Feedback and important information from GA
NAS workshop (Sara)
1) Share experience with NAS 5 and Heritrix 3
2) Discuss challenges with specific types of sites (news, social media)
3) Discuss collection strategies
4) Discuss features/a GUI to handle the harvester
5) Look into the possibility to integrate another crawler into NAS (Colin proposed to come with a prototype with a headless browser)
End of January 2017 - 2,5 days - in Vienna
Poll from Michaela http://doodle.com/poll/nk6dfc3kav4a4hs8
Status of the production sites
- We have moved our production site to NAS 5.1 H3
- We will start the second broad crawl 2016 as soon as NAS 5.1 and Heritrix 3 are running “smoothly”
- The event crawl on the refugee crisis is stil ongoing: As it is a supplement to our selective news media and social media crawls, it is a very little event crawl.
- We will participate in the IIPC collections Olympics 2016 and Online News around the World: A snapshot in Time
- We are preparing for a new event crawl on the European Capital of Culture project “Aarhus 2017”: we are looking at different scenarios for this event crawl
- We are still unable to harvest anything from Facebook.
- We are revising our collection strategy: There will be less broad crawls and more selective crawls.
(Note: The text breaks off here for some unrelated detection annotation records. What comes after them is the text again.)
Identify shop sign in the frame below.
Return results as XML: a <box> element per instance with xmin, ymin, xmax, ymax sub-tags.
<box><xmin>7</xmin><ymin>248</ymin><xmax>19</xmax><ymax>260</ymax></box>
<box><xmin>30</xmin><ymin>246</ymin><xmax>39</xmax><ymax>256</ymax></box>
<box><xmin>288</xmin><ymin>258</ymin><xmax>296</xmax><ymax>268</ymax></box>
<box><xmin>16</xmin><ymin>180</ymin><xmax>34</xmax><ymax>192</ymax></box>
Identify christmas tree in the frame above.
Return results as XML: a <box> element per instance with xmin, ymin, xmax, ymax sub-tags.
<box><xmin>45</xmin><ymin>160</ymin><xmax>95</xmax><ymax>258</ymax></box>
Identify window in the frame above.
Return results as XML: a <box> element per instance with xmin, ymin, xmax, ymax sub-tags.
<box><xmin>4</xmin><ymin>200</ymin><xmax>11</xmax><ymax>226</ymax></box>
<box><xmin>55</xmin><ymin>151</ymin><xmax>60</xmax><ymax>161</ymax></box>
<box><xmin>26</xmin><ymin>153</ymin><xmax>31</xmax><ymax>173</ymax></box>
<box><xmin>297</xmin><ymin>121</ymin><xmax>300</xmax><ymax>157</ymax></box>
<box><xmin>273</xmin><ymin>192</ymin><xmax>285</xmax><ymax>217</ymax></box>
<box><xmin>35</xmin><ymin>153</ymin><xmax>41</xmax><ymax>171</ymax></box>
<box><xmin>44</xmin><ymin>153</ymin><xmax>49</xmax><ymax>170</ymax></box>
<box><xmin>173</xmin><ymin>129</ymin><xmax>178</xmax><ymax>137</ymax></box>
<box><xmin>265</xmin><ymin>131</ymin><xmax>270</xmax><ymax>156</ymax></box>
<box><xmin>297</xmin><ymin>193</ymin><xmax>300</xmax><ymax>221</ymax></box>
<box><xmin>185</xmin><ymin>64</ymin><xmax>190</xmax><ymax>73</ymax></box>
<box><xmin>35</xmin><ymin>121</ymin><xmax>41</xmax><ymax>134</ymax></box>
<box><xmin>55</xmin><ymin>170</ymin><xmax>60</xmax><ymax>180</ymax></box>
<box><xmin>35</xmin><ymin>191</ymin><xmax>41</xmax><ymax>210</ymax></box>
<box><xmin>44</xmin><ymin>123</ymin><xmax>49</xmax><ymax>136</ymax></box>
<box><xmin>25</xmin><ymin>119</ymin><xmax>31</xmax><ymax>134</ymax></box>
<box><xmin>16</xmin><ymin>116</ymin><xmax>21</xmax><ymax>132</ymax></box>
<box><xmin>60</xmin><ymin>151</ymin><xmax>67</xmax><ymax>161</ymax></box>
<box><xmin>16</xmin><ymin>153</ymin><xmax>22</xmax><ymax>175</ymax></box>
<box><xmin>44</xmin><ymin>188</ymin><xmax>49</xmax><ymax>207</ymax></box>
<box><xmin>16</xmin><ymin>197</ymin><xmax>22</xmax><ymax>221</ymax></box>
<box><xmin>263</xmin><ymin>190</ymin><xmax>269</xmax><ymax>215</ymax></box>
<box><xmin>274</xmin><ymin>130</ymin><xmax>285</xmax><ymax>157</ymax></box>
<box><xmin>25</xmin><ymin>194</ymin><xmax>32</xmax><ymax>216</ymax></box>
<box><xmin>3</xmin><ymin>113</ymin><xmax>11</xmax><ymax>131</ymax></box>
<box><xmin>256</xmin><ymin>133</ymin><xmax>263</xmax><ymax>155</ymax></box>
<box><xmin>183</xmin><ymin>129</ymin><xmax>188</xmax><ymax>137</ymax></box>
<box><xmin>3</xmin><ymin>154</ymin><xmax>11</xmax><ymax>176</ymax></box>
At the moment we are looking at the selective news media crawls. According to our resources we need a more streamlined approach for an extended number of domains to be crawled
- The social platform arto.com will be closed down at june 1st . We were offered a private crawl of the entire site (no WARC files, but likely WARC compatible). We decided to say no thanks and to do a last crawl of the entire site on our own.
- We are working on a business model (juridical and financial issues) for giving corpora from Netarchive to research institutions. Our first customer will be the University of Southern Denmark.
- We are still running our ongoing selective crawls (the biggest one is annual focused on big hosts and domains, social movements).
- We installed Java 1.7.79 on some harvesters within a specific channel to solve HTTPS problems for specific crawls (news and official publications).
- We are still working on our Corpus project.
- The The first .es domain crawl is running since April 4th. Our engineers estimate it will last until the end of July or mid August.
- We are trying to connect BCWeb to NAS development environment to give access to the web curators from our regional libraries.
- As our General Elections are going to be repeated in June 26th, we didn't close yet the General Elections event crawl that started on December 2015. Web curators from the regional libraries are nominating seeds for this collection.
- At the moment, the web archiving team is even smaller than it was. If the librarians were two (Sole and me), I'm now on my own, because Sole moved to another position at the Library. We are trying to recruit more people for the team, but so far the situation is even worse than it used to be.